Non è la prima volta che la Catalogna prova a separarsi definitivamente da Madrid e le ragioni del suo desiderio di indipendenza sono da ricercarsi in una storia lunghissima, che affonda le radici addirittura nel Settecento e che è tornato almeno da un decennio al centro del dibattito politico iberico. Ecco allora tutto quello c'è da sapere sull'eventuale voto, sui precedenti e sugli scenari futuri che potrebbero aprirsi anche nel resto d'Europa.
Cos'è la Catalogna: territorio e sistema politico autonomo
Prima di capire i motivi che si nascondono, neanche troppo velatamente, dietro la richiesta di indipendenza della Catalogna dal governo centrale spagnolo, bisogna sapere che questa regione, a Est della Penisola Iberica, è già una delle comunità autonome della Spagna, riconosciute dalla Costituzione del 1978 entrata in vigore alla fine della dittatura di Francisco Franco e che trasformò il Paese in una monarchia parlamentare. Il suo sistema politico è regolato, oltre che da questo testo, anche da uno Statuto di autonomia, votato e approvato nel 2006. In origine, comprendeva non soltanto il territorio di Barcellona, ma tutti quelli in cui il catalano era la lingua ufficiale, come la Comunità Valenzana, le isole Baleari e la frangia d'Aragona. Oggi, è una delle aree più produttive di Spagna, ha un proprio Parlamento, composto da 135 membri, attivo dal 1980 e che può legiferare su materie non di competenza della Costituzione di Madrid, e di un proprio governo, la Generalitat de Catalunya. Tuttavia, non ha un sistema fiscale autonomo, per cui tutte le imposte vengono versate al governo centrale spagnolo, che ha il compito di amministrarle.

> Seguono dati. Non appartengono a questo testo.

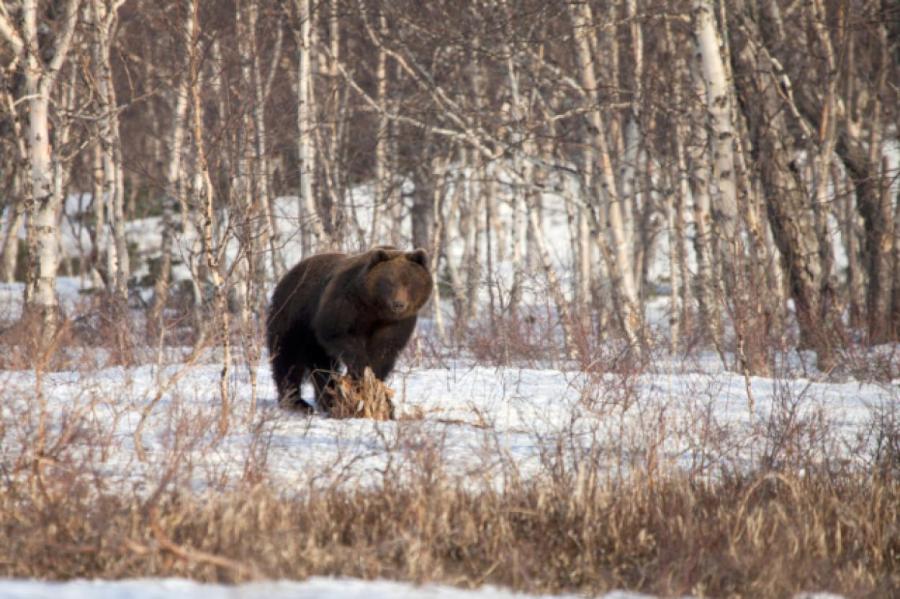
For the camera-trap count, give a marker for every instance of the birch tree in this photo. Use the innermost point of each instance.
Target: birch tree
(615, 250)
(43, 206)
(104, 14)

La guerra di successione e il sogno dell'indipendenza
Prima della guerra di successione spagnola, che si combatté tra il 1701 e il 1714, la Catalogna sperimentò forme di autonomia, come sottolineato dagli storici locali. Poi, la vittoria dei soldati che appoggiavano Carlo VI d’Asburgo contro i difensori di Barcellona, composti dalla Coronela, l’esercito regolare catalano, mise fine ai sogni di indipendenza, sancendo di fatto la vittoria della corona di Castiglia: era l'11 settembre 1714, che ancora oggi è celebrato come il giorno di orgoglio nazionale dei catalani, la cosiddetta "Diada". Nel 1922 nacque il primo partito per l'indipendenza della Catalogna, ma non ebbe vita facile prima con il dittatore Primo de Rivera e poi con Francisco Franco, che inaugurò una fase di dura repressione del "catalanismo": fu cancellata l’autonomia della regione e venne anche impedito l’utilizzo della lingua catalana a favore del castigliano. Nel 1979, però, alla morte dello stesso Franco, con l'approvazione della costituzione spagnola, la Catalogna fu riconosciuta come comunità autonoma ed ebbe anche uno statuto che stabiliva i termini di questa nuova forma di amministrazione locale e che è rimasto in vigore fino al 2006, quando è stato inaugurato un nuovo testo che garantiva alla regione una maggiore libertà decisionale, anche e soprattutto in campo finanziario.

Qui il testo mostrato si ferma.